Green bond, ‘sukuks’ to the rescue?

By John Otini
Friday, October 30th, 2020
EAC Capital Markets Infrastructure.
In summary
    • A study commissioned by Green Bond Programme Kenya with support from Kenya Bankers Association and WWF Kenya, shows that the three sectors through various segments present the most viable business opportunities for climate-smart financing.

Kenya is banking on green bonds targeting diaspora-based citizens to fund its infrastructure projects.

Capital Markets Authority (CMA) says the National Treasury will use tax exemptions on bond maturities as a sweetener to pull more diaspora investors. 

“Kenyan’s in the diaspora have indicated that they would like to be part of the economic recovery through financing of long term projects,” said CMA Director of regulatory policy Luke Ombara.

Speaking when they launched the Capital Markets Soundness report for the Third Quarter of the 2020, Ombara said a committee has already been set up to identify public projects that qualify for green finance. 

“We also have the local capacity to assess potential green projects in the country,” he added. 

Talks with Treasury

The regulator will also undertake a survey to determine the appetite for the product to ensure the bond issue succeeds and is not undersubscribed.  

“We had a meeting with the Treasury officials yesterday to start with the vanilla green bond before we go to the Sukuk and the other products,” said Nyale Yanga, a senior financial markets analyst at CMA.
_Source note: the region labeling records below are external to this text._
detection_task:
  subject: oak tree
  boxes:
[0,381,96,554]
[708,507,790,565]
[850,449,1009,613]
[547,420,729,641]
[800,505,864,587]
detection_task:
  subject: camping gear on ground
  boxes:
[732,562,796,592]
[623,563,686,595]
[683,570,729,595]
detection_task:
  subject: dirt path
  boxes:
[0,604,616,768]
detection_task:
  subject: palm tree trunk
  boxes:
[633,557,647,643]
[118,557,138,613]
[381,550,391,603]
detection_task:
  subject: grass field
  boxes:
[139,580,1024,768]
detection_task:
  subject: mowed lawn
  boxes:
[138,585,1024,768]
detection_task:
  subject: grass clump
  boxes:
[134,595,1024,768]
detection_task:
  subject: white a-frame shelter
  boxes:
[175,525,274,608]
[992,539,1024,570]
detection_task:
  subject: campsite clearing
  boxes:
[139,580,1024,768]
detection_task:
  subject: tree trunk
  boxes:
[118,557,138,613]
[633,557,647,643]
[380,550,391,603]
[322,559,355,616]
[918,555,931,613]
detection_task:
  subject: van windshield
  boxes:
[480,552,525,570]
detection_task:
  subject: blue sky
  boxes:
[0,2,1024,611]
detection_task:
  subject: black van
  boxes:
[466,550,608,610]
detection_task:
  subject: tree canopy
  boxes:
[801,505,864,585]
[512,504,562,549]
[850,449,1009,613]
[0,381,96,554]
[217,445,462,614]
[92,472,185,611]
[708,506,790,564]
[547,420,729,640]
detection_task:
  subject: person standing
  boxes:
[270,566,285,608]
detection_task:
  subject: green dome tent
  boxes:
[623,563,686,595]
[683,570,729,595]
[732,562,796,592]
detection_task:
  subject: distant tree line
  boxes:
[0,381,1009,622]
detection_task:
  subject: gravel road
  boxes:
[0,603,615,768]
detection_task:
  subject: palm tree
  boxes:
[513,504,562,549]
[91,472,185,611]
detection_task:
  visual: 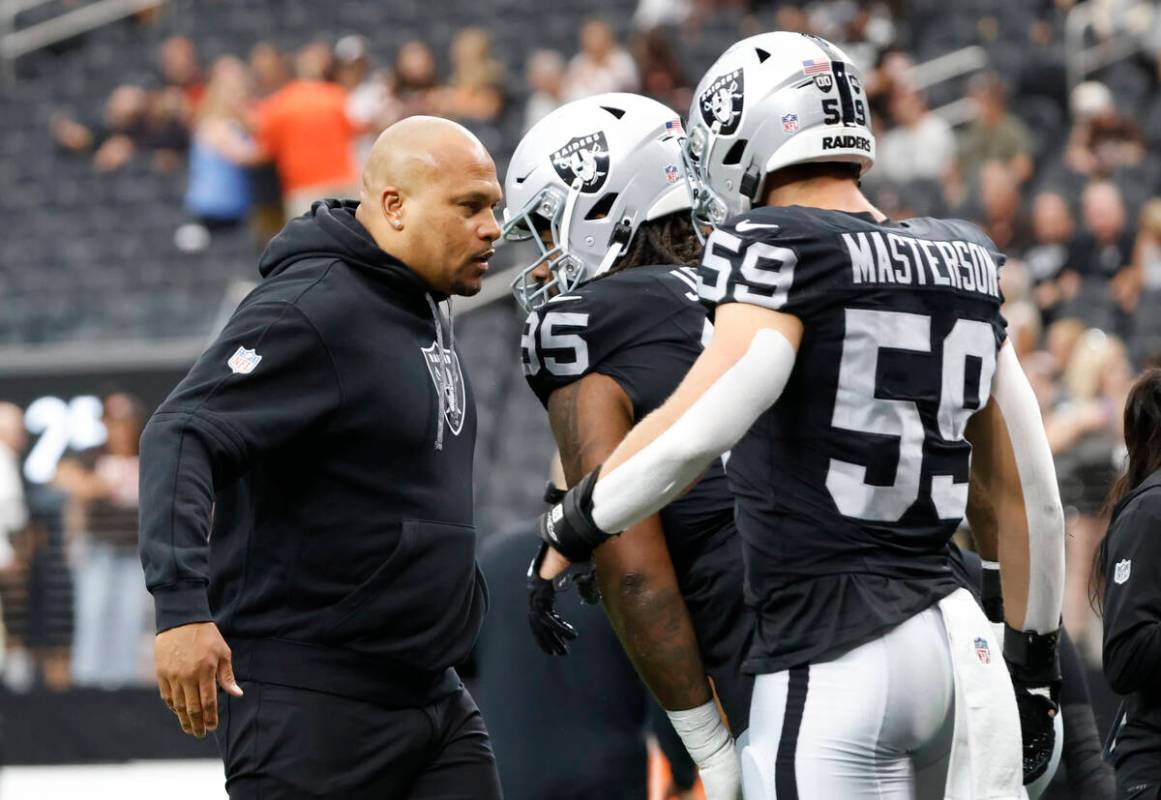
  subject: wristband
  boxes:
[665,700,733,766]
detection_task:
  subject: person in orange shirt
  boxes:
[254,42,361,218]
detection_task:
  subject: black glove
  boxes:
[528,542,577,656]
[572,568,600,606]
[1004,625,1060,786]
[980,562,1004,622]
[538,467,610,563]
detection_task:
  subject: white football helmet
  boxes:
[683,31,875,233]
[503,93,690,311]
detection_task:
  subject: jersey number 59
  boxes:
[827,309,996,522]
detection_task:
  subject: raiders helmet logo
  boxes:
[553,131,608,194]
[698,67,745,136]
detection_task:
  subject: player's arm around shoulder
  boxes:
[548,373,711,709]
[593,303,802,532]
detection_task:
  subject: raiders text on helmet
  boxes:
[503,93,690,311]
[683,31,875,225]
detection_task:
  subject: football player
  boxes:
[503,94,753,800]
[531,33,1063,800]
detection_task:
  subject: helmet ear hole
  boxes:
[722,139,750,166]
[584,192,616,222]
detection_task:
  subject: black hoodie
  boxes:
[140,201,488,707]
[1102,470,1161,786]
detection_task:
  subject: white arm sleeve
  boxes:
[991,344,1065,634]
[592,327,795,533]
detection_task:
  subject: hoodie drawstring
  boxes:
[424,294,455,451]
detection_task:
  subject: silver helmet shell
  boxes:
[503,93,690,311]
[683,31,875,231]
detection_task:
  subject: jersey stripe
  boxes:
[774,665,810,800]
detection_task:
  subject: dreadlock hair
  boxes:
[605,211,701,275]
[1089,367,1161,613]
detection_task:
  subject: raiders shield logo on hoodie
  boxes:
[419,341,467,435]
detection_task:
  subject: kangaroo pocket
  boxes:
[319,520,486,672]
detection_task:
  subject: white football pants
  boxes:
[740,606,956,800]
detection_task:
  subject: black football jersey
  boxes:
[699,207,1005,672]
[520,266,734,577]
[521,266,753,733]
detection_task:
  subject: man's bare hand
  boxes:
[153,622,241,738]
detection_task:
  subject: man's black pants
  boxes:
[215,680,502,800]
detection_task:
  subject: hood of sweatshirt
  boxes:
[258,200,455,449]
[258,200,447,302]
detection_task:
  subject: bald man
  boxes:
[140,117,500,800]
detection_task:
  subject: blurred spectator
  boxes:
[959,72,1032,185]
[1061,181,1135,331]
[186,56,262,230]
[1044,317,1088,376]
[257,42,360,218]
[57,394,151,687]
[250,42,289,241]
[51,84,187,172]
[976,161,1032,253]
[0,403,33,691]
[634,28,693,115]
[159,36,205,113]
[564,20,640,100]
[1004,299,1041,363]
[21,487,74,692]
[383,39,439,120]
[633,0,694,30]
[250,42,290,98]
[863,48,918,117]
[1016,20,1068,121]
[1122,197,1161,365]
[872,86,956,183]
[334,35,370,92]
[0,403,28,571]
[810,0,895,72]
[1045,329,1132,655]
[434,28,505,122]
[0,403,29,687]
[1024,192,1076,317]
[524,50,564,131]
[1065,81,1145,178]
[334,36,390,168]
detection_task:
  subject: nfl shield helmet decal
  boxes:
[698,67,745,136]
[419,341,467,435]
[551,130,608,194]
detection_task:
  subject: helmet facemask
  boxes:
[500,187,585,312]
[682,123,729,244]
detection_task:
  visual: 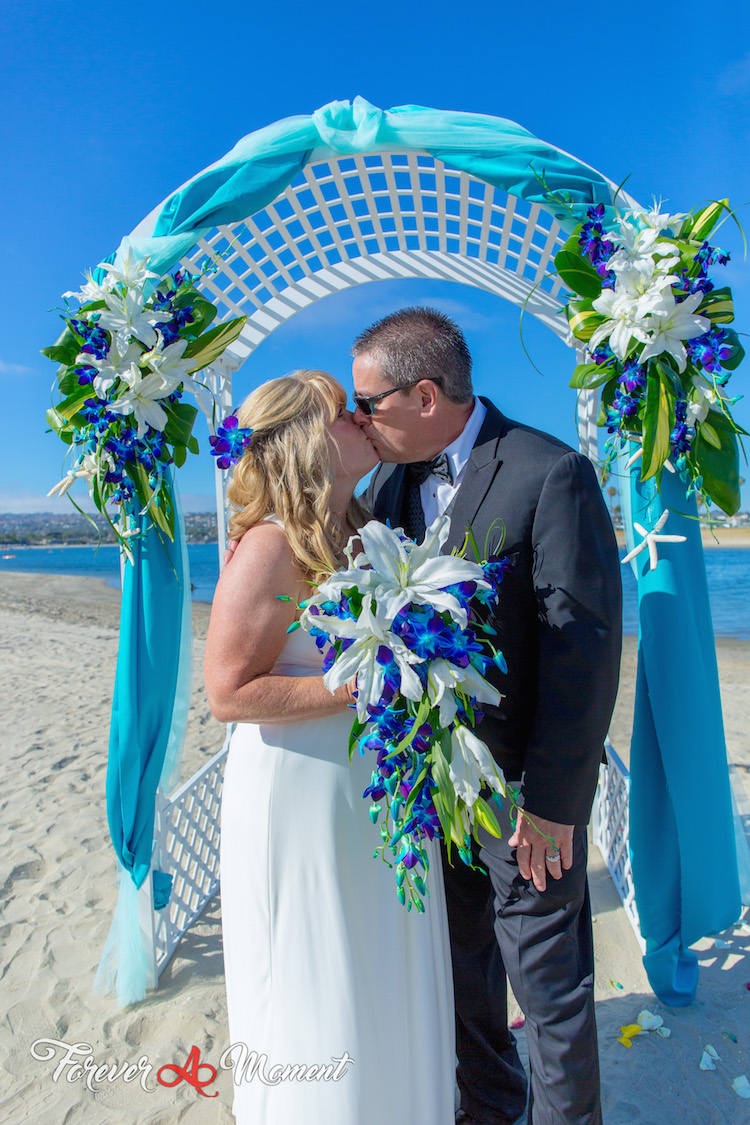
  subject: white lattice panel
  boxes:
[148,738,228,975]
[591,739,645,953]
[182,153,568,366]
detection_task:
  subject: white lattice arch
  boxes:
[142,152,639,980]
[173,153,593,369]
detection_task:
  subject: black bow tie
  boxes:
[406,453,453,485]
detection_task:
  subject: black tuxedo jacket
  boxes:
[365,398,622,825]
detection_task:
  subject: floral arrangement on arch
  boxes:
[43,249,249,556]
[554,200,746,515]
[292,515,514,911]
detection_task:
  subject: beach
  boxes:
[0,576,750,1125]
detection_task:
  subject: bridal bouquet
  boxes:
[43,250,246,551]
[555,200,746,515]
[292,516,508,910]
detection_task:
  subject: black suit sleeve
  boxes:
[523,452,622,825]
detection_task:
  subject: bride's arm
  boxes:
[205,523,353,722]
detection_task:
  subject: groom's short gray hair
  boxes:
[352,307,473,403]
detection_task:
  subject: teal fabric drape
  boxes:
[621,449,741,1007]
[94,479,191,1005]
[118,98,612,281]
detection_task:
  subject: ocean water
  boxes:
[0,543,750,640]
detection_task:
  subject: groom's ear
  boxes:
[418,379,437,414]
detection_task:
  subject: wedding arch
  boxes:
[83,98,746,1012]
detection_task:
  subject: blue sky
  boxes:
[0,0,750,512]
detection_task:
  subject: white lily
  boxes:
[97,246,159,289]
[75,339,143,398]
[144,338,216,426]
[63,270,115,305]
[427,659,503,727]
[109,363,170,438]
[99,289,172,352]
[604,212,675,261]
[597,251,679,299]
[350,515,490,629]
[144,338,196,394]
[631,199,687,239]
[319,595,423,722]
[643,290,711,372]
[448,725,505,808]
[588,289,660,362]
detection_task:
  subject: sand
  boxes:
[0,574,750,1125]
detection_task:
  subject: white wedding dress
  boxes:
[222,528,454,1125]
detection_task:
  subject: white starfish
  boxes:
[625,433,675,473]
[622,512,687,570]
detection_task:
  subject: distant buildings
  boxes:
[0,511,218,547]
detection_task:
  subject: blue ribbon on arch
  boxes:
[621,447,741,1007]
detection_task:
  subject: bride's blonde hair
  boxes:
[227,371,369,582]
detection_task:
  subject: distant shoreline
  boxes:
[0,539,218,552]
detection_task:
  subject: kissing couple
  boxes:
[205,308,622,1125]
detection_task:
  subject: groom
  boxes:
[352,308,622,1125]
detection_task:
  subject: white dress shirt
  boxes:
[419,398,487,528]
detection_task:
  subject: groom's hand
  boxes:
[508,809,575,891]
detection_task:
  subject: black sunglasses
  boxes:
[352,376,441,417]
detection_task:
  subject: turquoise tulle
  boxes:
[621,450,741,1007]
[94,474,191,1006]
[118,98,612,281]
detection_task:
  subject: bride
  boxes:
[206,371,454,1125]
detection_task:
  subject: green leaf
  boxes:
[183,316,247,372]
[641,363,677,480]
[348,720,367,762]
[164,403,198,446]
[172,286,216,336]
[680,199,731,242]
[569,363,617,390]
[47,406,67,434]
[554,247,602,299]
[55,386,92,422]
[696,286,734,324]
[473,797,503,840]
[722,329,744,371]
[699,422,722,449]
[566,300,606,340]
[693,411,740,515]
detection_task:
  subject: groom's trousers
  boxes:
[443,786,602,1125]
A sukuk is an Islamic financial certificate, similar to a bond in Western finance, that complies with Islamic religious law commonly known as sharia.

Diaspora remittances have defied the Coronavirus pandemic to hit Sh316 billion in the eight months to August 2020 compared to Sh301 at the same period the previous year.

Kenya is looking at other borrowing options as concerns pile over the prospects of an international bond issue due to her high debt profile.

Kenya’s 91-day Treasury bill rate is 6.6 percent, which is significantly higher compared to other government Securities in the US and Europe where most Kenyans in the diaspora live. 

The Bond was initially scheduled to be issued earlier in the year but was postponed because of the outbreak of the coronavirus pandemic. 

Some of the projects that could benefit from the green bond financing include the planned Light Rail and Rapid Bus Transit model in Nairobi and Mombasa which will need Sh14 billion and Sh35 billion, respectively.

The manufacturing, transport and agriculture sectors have combined green investment opportunities valued at Sh87 billion over the next 10 years of which there is near-term demand for Sh16 billion, a new study has revealed.